Предыдущая глава |
↓ Содержание ↓
↑ Свернуть ↑
|
Юра:
Сильно бьет в нос запах сырости и, одновременно, гари. А еще крови, от которой тошнит. Я кое-как разлепляю глаза — нет, я, похоже, все еще жив. Острая резь в глазах и звон в голове тому подтверждение.
Я лежу на полу, на шее мерзотное липкое ощущение, и мне стоит усилий поднять руку и провести там ладонью. Кровь — она воняет, перемешанная с потом, ведь все мое тело мокрое под прилипшей одеждой.
Укус клыкастой твари, моя эта агония… что это было? Я прислушиваюсь — вдруг вражина рядом, только и ждет, что я приду в себя и тогда… что тогда?
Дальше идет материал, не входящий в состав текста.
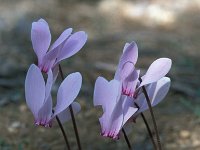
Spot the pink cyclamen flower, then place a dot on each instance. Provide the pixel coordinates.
(64, 47)
(117, 109)
(156, 92)
(128, 75)
(39, 100)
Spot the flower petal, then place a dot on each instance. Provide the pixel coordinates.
(55, 49)
(49, 84)
(128, 109)
(111, 122)
(156, 92)
(158, 69)
(130, 83)
(65, 114)
(41, 38)
(61, 38)
(106, 93)
(45, 113)
(68, 91)
(73, 44)
(127, 61)
(34, 89)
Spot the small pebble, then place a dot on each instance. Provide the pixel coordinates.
(184, 134)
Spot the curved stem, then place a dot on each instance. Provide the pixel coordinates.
(152, 115)
(63, 132)
(126, 139)
(148, 128)
(72, 115)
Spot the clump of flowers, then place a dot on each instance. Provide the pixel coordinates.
(123, 97)
(38, 92)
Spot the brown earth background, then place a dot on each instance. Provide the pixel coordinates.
(161, 28)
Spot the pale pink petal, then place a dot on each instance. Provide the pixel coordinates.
(34, 89)
(49, 84)
(65, 114)
(51, 56)
(45, 113)
(161, 90)
(125, 47)
(62, 38)
(158, 69)
(68, 91)
(73, 44)
(129, 84)
(55, 72)
(106, 93)
(128, 109)
(41, 38)
(111, 122)
(156, 92)
(127, 61)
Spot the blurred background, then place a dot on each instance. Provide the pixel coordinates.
(161, 28)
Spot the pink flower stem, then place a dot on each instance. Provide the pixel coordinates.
(126, 139)
(152, 115)
(148, 128)
(63, 132)
(72, 115)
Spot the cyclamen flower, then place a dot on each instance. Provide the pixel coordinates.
(39, 100)
(154, 80)
(128, 75)
(117, 109)
(64, 47)
(119, 96)
(156, 92)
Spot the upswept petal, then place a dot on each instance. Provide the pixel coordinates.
(73, 44)
(62, 38)
(128, 109)
(41, 38)
(68, 91)
(52, 54)
(106, 93)
(111, 122)
(55, 71)
(49, 84)
(65, 114)
(45, 113)
(34, 89)
(156, 92)
(158, 69)
(130, 83)
(125, 47)
(127, 61)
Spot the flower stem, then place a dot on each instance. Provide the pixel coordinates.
(126, 139)
(148, 128)
(72, 115)
(63, 132)
(152, 115)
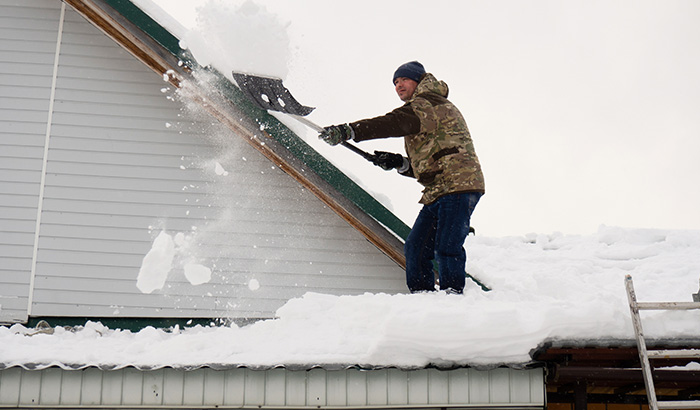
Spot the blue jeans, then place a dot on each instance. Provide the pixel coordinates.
(439, 234)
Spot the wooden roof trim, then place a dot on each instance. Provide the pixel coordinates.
(160, 60)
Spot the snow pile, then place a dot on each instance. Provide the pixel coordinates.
(544, 287)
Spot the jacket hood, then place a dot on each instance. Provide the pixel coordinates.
(430, 84)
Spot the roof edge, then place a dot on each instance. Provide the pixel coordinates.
(157, 48)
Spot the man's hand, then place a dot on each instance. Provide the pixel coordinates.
(388, 160)
(335, 134)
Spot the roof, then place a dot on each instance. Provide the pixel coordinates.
(157, 48)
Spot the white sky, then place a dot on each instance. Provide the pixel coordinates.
(583, 112)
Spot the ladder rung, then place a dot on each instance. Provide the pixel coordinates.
(668, 305)
(673, 354)
(683, 404)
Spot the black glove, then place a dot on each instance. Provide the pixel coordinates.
(335, 134)
(387, 160)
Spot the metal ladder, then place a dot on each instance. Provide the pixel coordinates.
(645, 355)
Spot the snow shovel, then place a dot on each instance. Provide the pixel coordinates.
(270, 94)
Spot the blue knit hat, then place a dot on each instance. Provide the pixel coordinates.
(413, 70)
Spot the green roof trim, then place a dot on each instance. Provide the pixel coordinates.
(149, 26)
(281, 133)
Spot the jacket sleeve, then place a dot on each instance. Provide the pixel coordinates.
(398, 123)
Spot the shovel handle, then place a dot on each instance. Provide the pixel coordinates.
(366, 155)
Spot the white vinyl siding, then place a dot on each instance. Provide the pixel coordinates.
(28, 35)
(502, 388)
(127, 160)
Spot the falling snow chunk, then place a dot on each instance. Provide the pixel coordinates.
(156, 264)
(253, 285)
(219, 170)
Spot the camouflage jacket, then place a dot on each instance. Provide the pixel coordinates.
(436, 138)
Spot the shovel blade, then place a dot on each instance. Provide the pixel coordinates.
(269, 93)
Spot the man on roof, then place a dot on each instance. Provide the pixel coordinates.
(441, 156)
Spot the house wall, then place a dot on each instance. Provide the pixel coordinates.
(279, 388)
(102, 156)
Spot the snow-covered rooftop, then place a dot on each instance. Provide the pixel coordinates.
(545, 287)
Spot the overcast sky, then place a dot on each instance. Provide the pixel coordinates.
(583, 113)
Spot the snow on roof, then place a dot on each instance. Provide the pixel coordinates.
(545, 287)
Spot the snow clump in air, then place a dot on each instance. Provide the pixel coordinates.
(247, 39)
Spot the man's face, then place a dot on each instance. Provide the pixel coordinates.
(405, 88)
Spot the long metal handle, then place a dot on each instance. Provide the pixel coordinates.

Но я ничего не слышу, кроме отзвуков предрассветного города.
Кое-как опираюсь на локтях, пытаюсь встать, но падаю на четвереньки и кашляю до того, что меня все-таки выворачивает на грязный пол.
— Твою мать…
Вторая попытка — придерживаясь за стену. И так мне все-таки удается добрести до двери. Нужно убраться отсюда, умыться, забыться. Увидеть маму.
Я бреду по разбитым улицам сквозь промозглое утро, и настолько нет сил, что даже кожа болит. Дорога до лазарета кажется вечностью. Я цепляюсь за фонарные столбы, углы домов. Внутри так холодно, что даже порывы осеннего ветра кажутся почти теплыми.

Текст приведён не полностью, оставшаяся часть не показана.